(542a) Understanding and Managing Multi-Ion Interactions in a Non-Ideal Transport Model of Bipolar Membranes for Water Electrolysis

Water electrolysis provides a means of producing H2 gas without carbon emissions. However, H2 produced by water electrolysis is currently more expensive than H2 produced using fossil fuels. One of the key drivers of the cost of water electrolysis is the need to purify water upstream of the electrolyzer to prevent chloride oxidation at the anode and fouling of commonly-used monopolar membranes (i.e., cation and anion exchange membranes). BPMs, composed of an anion exchange layer and a cation exchange layer with a water dissociation catalyst at the interface, enable higher control over co-ion transport and impurities than monopolar membranes because each layer can be tuned independently. However, it is challenging to rationally-design BPMs for impure water electrolysis due to a lack of fundamental understanding of the coupled interactions between water, mobile ions, and fixed charge groups.

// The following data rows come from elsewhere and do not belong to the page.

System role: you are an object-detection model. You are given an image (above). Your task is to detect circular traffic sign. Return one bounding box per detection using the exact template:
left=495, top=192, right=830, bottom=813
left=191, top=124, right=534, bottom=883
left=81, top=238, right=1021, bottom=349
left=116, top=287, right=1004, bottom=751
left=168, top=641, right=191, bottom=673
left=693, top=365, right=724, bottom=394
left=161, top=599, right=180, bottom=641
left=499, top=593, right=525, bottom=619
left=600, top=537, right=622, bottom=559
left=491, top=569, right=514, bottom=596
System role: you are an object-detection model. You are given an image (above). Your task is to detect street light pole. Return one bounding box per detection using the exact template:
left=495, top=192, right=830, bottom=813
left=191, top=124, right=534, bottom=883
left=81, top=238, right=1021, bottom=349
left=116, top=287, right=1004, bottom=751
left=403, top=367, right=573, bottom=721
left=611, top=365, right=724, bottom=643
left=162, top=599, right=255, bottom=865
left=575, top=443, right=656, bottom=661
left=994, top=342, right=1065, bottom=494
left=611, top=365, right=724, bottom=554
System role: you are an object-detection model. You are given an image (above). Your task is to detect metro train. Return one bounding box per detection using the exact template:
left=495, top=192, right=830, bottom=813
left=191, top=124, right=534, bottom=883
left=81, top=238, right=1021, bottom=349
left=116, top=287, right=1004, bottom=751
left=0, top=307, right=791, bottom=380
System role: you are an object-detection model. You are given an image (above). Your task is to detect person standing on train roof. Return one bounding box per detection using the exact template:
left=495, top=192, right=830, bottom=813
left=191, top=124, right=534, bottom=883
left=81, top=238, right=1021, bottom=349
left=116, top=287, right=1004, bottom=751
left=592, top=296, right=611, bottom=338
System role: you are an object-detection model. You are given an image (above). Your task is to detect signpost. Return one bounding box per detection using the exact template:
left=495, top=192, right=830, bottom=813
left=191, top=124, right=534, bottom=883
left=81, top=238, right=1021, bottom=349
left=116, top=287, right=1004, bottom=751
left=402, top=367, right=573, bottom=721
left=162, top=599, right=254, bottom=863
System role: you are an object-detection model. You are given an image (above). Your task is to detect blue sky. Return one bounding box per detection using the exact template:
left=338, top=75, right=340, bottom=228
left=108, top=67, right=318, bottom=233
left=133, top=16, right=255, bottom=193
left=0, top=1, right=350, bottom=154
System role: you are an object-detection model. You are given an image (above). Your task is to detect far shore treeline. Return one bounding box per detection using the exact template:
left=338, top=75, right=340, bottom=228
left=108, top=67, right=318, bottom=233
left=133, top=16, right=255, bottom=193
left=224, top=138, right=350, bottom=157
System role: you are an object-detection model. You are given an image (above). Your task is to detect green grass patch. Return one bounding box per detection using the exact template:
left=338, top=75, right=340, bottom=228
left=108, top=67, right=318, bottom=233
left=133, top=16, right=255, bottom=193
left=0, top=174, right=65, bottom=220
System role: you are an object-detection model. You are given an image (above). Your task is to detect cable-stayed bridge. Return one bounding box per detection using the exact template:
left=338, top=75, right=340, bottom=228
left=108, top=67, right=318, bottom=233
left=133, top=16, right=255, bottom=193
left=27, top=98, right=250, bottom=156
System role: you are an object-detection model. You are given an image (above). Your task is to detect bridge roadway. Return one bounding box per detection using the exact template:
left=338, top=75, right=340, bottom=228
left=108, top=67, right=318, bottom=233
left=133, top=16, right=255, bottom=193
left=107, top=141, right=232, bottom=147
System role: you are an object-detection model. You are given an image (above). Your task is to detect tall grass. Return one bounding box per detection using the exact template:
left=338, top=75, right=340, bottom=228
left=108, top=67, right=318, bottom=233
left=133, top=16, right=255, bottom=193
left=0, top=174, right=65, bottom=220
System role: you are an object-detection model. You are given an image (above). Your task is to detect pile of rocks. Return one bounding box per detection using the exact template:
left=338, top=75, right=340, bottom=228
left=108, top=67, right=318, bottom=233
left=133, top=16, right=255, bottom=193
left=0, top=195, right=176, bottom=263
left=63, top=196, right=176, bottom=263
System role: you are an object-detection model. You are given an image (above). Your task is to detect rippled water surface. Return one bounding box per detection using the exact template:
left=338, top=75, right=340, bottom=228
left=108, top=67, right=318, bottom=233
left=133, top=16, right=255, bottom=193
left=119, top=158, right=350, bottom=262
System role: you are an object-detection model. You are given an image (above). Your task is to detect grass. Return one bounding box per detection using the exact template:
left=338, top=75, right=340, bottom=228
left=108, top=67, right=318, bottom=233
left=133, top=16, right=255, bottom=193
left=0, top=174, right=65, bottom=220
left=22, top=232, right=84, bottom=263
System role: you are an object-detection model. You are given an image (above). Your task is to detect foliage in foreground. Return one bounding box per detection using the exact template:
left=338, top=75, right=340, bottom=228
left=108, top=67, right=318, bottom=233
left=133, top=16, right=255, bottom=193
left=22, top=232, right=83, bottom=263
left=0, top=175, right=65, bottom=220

In this study, we use continuum modeling to systematically investigate the use of bipolar membranes (BPMs) for water electrolysis with impure feedstocks (e.g., seawater). The model defines the flux of each species using a modified Nernst-Planck-Poisson framework and the contributions of ion-ion, ion-membrane, and swelling interactions to the electrochemical potential. The simulations quantify the effect of these interactions on ion transport and how the membrane properties could be modulated to reduce voltage losses while mitigating deleterious effects of impurities and co-ions. Our analysis shows that simple dilute-solution theory is not capable of predicting the effect of impurities on BPM water electrolysis and identifies the dominant electrochemical potential interaction terms that dictate transport in BPMs. This study provides guidelines for modeling water electrolysis under non-ideal conditions and material design strategies for impure water electrolyzers.